If the sponsoring company is a partnership, an LLC taxed as a partnership, a sole proprietorship or a farming operation, any plan participant who is an owner must use self-employment income as plan compensation.  The determination of an owner’s plan compensation depends on the accountant’s calculations of the owner’s self-employment income and whether the company has common-law (W-2) employees covered by the plan.  

For such companies, we ask for all of the owners’ preliminary Schedule K-1, Schedule C or Schedule F, as applicable to use as a starting point in calculating plan compensation.  The calculation begins with net Schedule C income, net Schedule F income, or, for partnerships, Schedule K-1 Line 14 (Code A) income, which often needs to be reduced for certain expense items, such as the Section 179 deduction.  This is a preliminary determination. Plan compensation for self-employed individuals is also reduced for retirement plan contributions so plan compensation will change depending on the level of contribution calculated for the individual. 
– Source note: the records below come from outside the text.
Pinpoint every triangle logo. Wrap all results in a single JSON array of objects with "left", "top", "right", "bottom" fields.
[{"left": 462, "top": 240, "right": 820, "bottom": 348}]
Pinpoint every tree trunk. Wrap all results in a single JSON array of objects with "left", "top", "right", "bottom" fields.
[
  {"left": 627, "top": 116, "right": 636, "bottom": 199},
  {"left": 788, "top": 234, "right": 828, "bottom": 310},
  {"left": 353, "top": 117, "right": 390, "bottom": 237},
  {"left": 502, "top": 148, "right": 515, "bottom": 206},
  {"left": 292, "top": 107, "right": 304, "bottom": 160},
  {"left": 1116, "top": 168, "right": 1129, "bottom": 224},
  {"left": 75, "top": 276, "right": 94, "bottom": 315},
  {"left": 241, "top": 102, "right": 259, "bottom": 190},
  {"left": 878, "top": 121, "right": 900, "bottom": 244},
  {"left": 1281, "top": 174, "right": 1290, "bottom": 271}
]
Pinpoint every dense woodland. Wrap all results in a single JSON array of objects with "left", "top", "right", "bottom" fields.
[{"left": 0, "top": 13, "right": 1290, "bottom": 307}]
Starting with the preliminary calculation of self-employment income, reductions are made for ½ the owner’s self-employment tax and the owner’s contribution to the qualified retirement plan.  This adjusted plan compensation will then change the contribution amount, and a circular pattern of calculations is performed until the plan compensation can be finalized.   If the preliminary compensation provided on Schedule K-1, Schedule C or Schedule F does not already have the owner’s share of the contribution for the common law employees deducted, then prior to finalizing the contributions for the owner, we must receive a final version of these schedules and perform the calculations one last time.

 
 
Example if the contribution rate = 10%:
 
 
 
Preliminary Schedule C Compensation
 $120,000   
Less Owner's Share of Staff Retirement Contributions
($ 20,000) ($200,000 eligible payroll times 10%)
Schedule C Net Income
 $100,000
 
 
Less 1/2 Owner Self Employement Tax
($   7,065) ($100,000 x .9235 x 1/2 SE tax rate)*
Schedule C Income Net 1/2 SE Tax
 $  92,935
 
 
Less Owner Retirement Contribution**
($   8,449) (10% of owner's plan compensation)
Owner's Plan Compensation
 $  84,486 (final compensation less contribution
   

*We used a simplified SE Tax calculation for purposes of this example.

** Note that the final retirement contribution for the owner is 10% of the owner’s plan compensation which is calculated AFTER deducting the owner’s retirement contribution.
   

 

Because there is a limit to the amount of plan compensation that can be considered for retirement plan purposes (the limit is $280,000 for 2019), the circular calculations are not necessary for self-employed individuals with self-employment income above a certain level.  This level will change from year to year as the maximum compensation limits, maximum self-employment tax and maximum contribution levels are indexed.  

While guaranteed payments made to partners does affect the final calculation of self-employment income, they are not considered plan compensation.  That said, partners can withhold pre-tax deferrals from guaranteed payments or other cash advances, but if the self-employment income that is calculated later does not support the level of contributions (in other words, compensation is less than the amount deferred or is a net loss), refunds of the excess deferrals will be necessary and employer contributions may be limited.

Plan compensation is defined by the plan document and, for W-2 employees, is usually readily available from payroll records.  For self-employed individuals, plan compensation for testing purposes cannot be guaranteed payments, draws, or limited to partner income that is reported on a Form W-2.  In short, those calculations are more complex and should be carried out in tandem with the company Certified Public Accountant’s calculation of the self-employment income.